When public figures die we often see people giving extended diatribes on how the grief has affected them. The media and focus of others doesn’t help in this. But it feels as if we end up wallowing in loss that has nothing to do with what we lost. We also try to justify, qualify, or worse compete to show our grief.

I want to say it is sickening, and in some ways it can become that way, but it isn’t. It is just processing errors. the inability to be able to functionally interpret how to respond in each given social situation based on how others are responding. In other words, people make people worse when we grieve. We all grieve in similar patterns, but our grief is our own and we deal with it in our own way.

So grief has you laughing at stupid things that are not that funny as a release from the crying at the things that you just can’t fucking change at all.

* A brief interlude while I go away to be sad, like you’d notice since you get this all in one flow *

So there are seven stages of grief, you can go and look them up I am not going to Google it for you. I broadly see how they categorise them, and right now you should have guessed by this sentence that I don’t think that does anything other than help us rationalise this.

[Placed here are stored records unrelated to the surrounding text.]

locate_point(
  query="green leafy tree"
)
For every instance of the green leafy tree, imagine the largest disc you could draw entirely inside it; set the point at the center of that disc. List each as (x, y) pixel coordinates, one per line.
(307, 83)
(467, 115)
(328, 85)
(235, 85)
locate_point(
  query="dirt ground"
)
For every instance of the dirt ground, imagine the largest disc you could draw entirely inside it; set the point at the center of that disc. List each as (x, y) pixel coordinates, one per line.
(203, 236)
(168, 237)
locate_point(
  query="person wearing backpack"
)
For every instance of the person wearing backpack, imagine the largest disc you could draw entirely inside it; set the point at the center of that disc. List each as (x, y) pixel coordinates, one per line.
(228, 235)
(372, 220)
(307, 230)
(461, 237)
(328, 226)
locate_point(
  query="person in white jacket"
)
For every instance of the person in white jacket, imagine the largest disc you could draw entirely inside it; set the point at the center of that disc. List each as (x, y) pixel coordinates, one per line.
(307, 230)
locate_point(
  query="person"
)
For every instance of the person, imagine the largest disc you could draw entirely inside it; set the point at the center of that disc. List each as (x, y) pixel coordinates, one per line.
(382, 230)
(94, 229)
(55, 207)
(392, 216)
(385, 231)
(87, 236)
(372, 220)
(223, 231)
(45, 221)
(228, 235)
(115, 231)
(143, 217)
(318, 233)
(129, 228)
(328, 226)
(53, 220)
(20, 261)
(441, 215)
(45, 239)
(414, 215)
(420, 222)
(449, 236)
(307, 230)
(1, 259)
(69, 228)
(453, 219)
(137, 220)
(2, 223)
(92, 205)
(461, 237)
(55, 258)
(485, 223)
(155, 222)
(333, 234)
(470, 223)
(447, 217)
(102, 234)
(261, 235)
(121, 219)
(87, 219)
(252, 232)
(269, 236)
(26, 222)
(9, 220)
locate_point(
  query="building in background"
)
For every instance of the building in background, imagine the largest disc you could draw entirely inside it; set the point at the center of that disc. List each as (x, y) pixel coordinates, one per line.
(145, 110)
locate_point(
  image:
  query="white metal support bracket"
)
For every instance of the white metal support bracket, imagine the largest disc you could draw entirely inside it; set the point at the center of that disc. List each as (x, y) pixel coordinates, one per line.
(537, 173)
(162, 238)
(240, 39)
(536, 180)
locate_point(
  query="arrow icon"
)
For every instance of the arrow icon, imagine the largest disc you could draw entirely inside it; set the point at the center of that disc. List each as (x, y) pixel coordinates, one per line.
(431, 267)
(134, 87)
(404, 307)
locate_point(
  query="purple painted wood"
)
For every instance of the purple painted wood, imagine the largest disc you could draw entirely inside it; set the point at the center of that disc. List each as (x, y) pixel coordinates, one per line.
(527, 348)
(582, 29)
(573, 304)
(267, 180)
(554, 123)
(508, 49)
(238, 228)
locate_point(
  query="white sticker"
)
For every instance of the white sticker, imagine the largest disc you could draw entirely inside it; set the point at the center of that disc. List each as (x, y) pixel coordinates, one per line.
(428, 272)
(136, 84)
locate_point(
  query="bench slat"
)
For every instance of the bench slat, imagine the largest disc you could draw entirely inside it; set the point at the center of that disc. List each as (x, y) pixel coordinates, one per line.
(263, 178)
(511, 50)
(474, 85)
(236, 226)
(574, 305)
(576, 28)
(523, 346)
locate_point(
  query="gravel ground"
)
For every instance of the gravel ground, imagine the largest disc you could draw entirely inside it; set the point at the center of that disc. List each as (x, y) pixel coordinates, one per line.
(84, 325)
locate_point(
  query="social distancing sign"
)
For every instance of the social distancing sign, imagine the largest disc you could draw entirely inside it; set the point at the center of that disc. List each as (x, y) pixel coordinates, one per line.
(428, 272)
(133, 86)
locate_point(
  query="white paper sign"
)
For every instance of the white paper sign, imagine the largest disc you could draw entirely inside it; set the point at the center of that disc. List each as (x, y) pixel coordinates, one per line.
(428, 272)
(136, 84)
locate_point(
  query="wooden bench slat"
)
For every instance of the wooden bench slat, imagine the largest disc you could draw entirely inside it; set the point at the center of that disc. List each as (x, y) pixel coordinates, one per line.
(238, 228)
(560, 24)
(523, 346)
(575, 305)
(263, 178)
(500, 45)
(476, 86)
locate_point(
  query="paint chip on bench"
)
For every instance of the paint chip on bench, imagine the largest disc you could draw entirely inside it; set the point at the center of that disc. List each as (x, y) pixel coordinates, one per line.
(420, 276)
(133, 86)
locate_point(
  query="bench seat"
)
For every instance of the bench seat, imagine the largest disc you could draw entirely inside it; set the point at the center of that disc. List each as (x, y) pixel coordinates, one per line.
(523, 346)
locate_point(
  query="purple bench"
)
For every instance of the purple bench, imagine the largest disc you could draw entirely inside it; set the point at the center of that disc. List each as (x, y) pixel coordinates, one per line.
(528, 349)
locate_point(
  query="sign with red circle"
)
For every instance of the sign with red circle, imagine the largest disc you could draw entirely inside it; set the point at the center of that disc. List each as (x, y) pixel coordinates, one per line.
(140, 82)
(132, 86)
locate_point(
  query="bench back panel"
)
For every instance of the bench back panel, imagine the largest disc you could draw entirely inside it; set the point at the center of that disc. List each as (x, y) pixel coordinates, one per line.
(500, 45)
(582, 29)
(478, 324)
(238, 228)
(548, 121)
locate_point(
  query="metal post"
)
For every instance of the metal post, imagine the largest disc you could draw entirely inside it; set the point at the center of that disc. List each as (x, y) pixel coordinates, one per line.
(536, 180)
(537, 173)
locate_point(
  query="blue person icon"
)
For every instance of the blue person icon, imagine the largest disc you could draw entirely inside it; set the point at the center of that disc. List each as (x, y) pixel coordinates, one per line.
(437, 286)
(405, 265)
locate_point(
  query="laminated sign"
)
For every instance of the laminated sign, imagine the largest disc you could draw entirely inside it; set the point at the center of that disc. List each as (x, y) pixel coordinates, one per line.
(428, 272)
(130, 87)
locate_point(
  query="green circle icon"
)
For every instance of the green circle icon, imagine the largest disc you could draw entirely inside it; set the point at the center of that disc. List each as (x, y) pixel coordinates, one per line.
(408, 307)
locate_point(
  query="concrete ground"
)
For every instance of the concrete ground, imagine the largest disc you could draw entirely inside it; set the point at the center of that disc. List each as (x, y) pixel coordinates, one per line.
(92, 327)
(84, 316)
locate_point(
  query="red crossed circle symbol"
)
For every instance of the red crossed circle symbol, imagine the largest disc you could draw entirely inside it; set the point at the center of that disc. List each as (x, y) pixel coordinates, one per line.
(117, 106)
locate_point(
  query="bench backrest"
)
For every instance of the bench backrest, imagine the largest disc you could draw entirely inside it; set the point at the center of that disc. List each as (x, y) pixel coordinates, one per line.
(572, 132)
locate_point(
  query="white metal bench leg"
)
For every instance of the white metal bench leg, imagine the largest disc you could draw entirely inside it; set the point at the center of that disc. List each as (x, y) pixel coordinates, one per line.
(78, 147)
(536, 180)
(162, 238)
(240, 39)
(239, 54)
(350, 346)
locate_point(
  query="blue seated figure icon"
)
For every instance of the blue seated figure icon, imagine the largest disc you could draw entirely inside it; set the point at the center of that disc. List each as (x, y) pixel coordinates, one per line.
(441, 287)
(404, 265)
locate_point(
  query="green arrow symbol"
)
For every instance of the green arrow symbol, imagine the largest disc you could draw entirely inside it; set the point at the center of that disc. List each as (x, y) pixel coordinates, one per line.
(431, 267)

As if you can rationalise looking at a minecraft t-shirt and feeling deeply sad that it means something that would have lifted someone momentarily. A smile in a world that can sometimes be hard. That would make someone feel good about something they did. But that moment is now forever gone and the joy it would have brought is a moment of loss that it never happened. That’s grief. 

Reconcile it. 

I am not saying we can’t rationalise, I am not saying we can’t even gain comfort of closure from understanding how it is actually a beneficial memory (run it all to its course and it actually is) but it can’t be reconciled. It could only have been reconciled if the event had happened. It can’t ever happen. It just gets pulled into your moments of grief that you can categorise into seven distinct phases.

Like how I can’t separate my feelings between my grief at the loss of a friend who died 4 years ago (a few days from now) and the death of my sister who died two weeks ago. I can’t separate the feelings and so now I worry that I am doing some injustice to one of them.

I only know that they both meant a great deal to me.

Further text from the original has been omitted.